Foreign food and drink can wreak havoc with our digestive systems.
Medical herbalist Gabriella Clarke goes in search of some natural remedies that can help to keep things working as they should.
Whether you are jetting off to exotic locations or enjoying a barbecue at home, we all need to be mindful about preventing digestive health issues. Traveller’s diarrhoea or a bout of food poisoning from a dodgy barbecue can be really unpleasant and ruin what should otherwise be an enjoyable time.
Here are some ways we can keep our tummies healthy this summer.

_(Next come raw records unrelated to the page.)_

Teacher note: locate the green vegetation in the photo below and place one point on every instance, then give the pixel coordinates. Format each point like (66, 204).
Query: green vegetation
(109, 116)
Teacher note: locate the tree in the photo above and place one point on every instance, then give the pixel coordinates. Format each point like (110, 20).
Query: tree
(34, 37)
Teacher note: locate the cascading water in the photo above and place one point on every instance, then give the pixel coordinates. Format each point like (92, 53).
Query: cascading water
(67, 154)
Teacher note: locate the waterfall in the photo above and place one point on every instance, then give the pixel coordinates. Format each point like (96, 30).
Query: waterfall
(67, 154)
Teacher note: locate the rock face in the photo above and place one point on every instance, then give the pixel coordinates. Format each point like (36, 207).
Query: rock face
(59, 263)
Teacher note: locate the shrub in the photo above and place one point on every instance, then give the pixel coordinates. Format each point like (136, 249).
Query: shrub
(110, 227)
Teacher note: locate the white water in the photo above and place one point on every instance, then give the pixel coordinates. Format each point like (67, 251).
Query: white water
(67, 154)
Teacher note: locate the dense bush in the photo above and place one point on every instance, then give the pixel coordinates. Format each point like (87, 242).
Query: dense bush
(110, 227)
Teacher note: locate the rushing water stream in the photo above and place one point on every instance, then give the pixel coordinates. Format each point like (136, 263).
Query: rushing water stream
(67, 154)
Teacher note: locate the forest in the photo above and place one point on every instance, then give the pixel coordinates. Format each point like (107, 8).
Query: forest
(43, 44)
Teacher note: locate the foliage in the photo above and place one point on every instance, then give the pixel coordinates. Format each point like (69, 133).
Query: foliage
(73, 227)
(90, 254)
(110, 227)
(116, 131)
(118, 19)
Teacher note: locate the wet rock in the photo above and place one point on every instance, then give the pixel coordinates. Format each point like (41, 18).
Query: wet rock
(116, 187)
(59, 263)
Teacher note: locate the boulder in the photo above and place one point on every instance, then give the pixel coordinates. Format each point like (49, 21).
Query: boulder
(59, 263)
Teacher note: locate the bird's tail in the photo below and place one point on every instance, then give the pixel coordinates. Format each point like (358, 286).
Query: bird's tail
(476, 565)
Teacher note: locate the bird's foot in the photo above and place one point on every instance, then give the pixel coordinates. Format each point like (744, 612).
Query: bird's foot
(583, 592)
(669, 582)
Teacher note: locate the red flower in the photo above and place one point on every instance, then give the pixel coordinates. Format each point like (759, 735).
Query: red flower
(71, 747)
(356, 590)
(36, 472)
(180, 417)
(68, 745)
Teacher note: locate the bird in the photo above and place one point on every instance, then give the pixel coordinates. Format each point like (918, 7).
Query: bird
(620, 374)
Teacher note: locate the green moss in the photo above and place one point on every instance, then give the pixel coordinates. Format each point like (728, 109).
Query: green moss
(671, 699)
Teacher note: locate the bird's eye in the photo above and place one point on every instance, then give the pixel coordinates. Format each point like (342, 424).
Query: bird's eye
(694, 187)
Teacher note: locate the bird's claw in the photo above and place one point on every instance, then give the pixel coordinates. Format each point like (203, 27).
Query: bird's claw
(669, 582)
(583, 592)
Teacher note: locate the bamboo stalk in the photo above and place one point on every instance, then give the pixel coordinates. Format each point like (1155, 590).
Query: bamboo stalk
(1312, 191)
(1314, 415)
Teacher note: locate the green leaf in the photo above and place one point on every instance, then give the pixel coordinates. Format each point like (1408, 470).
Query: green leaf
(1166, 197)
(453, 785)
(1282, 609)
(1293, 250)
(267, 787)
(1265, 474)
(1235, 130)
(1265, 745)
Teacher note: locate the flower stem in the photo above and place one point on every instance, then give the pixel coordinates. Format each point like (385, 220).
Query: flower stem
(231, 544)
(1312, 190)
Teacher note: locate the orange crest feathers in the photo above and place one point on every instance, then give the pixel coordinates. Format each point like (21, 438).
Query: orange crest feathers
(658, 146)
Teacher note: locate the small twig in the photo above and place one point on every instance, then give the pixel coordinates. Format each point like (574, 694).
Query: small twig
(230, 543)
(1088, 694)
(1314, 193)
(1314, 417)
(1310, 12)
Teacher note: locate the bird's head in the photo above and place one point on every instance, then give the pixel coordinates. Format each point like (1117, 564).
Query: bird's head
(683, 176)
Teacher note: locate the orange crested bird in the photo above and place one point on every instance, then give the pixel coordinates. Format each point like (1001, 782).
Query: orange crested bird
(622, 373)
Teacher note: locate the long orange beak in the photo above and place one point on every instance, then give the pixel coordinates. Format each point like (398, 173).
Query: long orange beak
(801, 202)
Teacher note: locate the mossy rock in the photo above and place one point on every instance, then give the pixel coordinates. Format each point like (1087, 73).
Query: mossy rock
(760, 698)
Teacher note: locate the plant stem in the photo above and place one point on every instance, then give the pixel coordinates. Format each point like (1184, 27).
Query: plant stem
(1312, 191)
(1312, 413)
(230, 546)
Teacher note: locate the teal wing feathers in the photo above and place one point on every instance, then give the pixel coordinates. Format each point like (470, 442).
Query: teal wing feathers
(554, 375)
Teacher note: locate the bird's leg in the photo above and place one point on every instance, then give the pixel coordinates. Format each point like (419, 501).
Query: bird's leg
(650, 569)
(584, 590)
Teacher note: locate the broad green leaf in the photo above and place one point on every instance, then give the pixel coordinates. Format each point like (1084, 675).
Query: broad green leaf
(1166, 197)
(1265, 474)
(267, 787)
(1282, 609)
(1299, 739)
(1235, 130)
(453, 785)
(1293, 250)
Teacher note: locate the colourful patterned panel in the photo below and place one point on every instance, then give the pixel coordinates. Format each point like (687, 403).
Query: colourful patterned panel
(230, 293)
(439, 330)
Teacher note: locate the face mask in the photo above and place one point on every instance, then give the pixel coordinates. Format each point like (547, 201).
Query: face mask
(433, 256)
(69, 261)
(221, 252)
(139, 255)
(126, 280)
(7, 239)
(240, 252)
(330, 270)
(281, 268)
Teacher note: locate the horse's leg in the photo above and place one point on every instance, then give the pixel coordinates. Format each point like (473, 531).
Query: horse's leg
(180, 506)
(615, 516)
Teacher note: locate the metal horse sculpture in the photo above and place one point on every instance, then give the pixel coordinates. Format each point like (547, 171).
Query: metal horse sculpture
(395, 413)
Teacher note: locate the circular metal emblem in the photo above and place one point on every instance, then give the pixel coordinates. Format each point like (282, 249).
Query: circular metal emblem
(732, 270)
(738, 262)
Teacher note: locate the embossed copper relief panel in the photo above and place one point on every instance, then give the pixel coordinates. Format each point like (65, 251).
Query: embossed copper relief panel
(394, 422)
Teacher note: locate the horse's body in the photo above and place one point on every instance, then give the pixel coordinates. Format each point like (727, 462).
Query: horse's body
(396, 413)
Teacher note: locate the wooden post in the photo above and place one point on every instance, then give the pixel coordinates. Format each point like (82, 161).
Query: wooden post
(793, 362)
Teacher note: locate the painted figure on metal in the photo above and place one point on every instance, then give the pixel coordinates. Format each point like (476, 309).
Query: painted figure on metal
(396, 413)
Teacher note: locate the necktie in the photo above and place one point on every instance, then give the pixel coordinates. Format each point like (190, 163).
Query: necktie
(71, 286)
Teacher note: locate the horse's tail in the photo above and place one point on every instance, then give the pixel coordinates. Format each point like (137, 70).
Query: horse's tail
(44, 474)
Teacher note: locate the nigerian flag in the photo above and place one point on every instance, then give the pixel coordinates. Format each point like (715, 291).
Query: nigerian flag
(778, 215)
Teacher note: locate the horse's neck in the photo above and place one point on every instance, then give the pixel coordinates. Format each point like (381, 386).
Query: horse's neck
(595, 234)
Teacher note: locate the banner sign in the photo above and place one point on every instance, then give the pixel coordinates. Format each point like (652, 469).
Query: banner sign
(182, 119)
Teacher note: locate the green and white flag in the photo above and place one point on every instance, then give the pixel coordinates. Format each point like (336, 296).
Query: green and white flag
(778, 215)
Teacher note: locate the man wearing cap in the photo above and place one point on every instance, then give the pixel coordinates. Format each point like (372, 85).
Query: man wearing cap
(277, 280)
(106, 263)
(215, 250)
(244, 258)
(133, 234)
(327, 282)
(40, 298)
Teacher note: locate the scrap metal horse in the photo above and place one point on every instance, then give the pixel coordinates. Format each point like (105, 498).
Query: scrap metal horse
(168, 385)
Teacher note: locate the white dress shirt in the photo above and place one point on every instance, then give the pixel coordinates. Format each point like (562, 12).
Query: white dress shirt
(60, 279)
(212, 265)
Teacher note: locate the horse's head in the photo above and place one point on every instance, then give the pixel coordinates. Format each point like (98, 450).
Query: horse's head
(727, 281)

Our gut plays host to huge colonies of many different strains of bacteria some of which are harmful to health and others that can help protect us from illness. It’s essential that we do all we can to maximise the colonisation of the healthy, friendly bacteria strains.
Taking a good quality probiotic supplement is the answer. Choose a supplement that contains various common or ‘resident’ strains, such as bifidobacteria and lactobacilli, especially if you are travelling abroad. Probiotics won’t stop all tummy bugs but they can help to keep them at bay, and if you do get one they help to reduce the duration and severity of symptoms.
Include some fermented foods in your diet such as sauerkraut (perfect on burgers) as they help to create an hospitable environment in the gut where good bacteria flourishes.
A delicious food and a wonderful herbal medicine, artichoke is great for reducing bloating, dyspepsia and digestive discomfort. Its chief ingredient- cynarin- has antibacterial properties and may help intercept some strains of bacteria responsible for food poisoning.
Studies have shown that artichoke can also have a beneficial effect on healthy gut flora. That’s because artichoke contains an abundance of a substance known as inulin, which has what’s known as a prebiotic effect, meaning it encourages healthy and beneficial bacteria to flourish in the gut.
Healthy gut flora not only helps with a healthy digestive system but also plays a huge part in the way our immune systems function. Artichoke is also great for hangovers and can help to treat nausea and vomiting.
This delicious pungent bulb exerts powerful antibacterial effects. It contains a substance called allicin, which acts as a natural antibiotic. Allicin also promotes the secretion of gastric juices. It can help reduce acidity and indigestion as well as having a regulating effect on the large intestine, helping to protect against diarrhoea and constipation.
Allicin is only present in fresh garlic as it is destroyed by cooking so eating raw garlic, or taking a supplement, is the best way to enjoy its benefits – be sure to pick one with a high allicin content.
These are gentle tonics and can be soothing on the gut. Try peppermint or ginger to help nausea, and camomile or meadowsweet to counteract acidity and indigestion. Fennel or aniseed tea are also good if you are suffering from wind and stomach cramps.
Wash salads thoroughly. There have been some cases of E. Coli outbreaks in the UK from pre-packed salads, in particular rocket leaves. Make sure you wash all salad vegetables thoroughly and store salads in the fridge as opposed to letting them wilt under the summer sun.
Make sure barbecued meat and fish are cooked right through – they can often look quite charred while still being raw on the inside.
Try to stick to bottled water and avoid ice cubes in drinks. Also remember that drinking very cold drinks when you are out in the hot sun can actually irritate the stomach and cause discomfort and digestive problems.
In general it goes without saying that you should be careful about the foods you eat. Meat, fish and dairy are common culprits for cases of food poisoning so you may want to consider a more plant-based diet on your holiday.
REHYDRATION AND CONSTIPATION
Finally, don’t forget to pack rehydration salts, as vomiting and diarrhoea can leave you dangerously dehydrated. Constipation is also a common holiday complaint. Taking 400mg of magnesium on an empty stomach in the evening can help to solve the problem.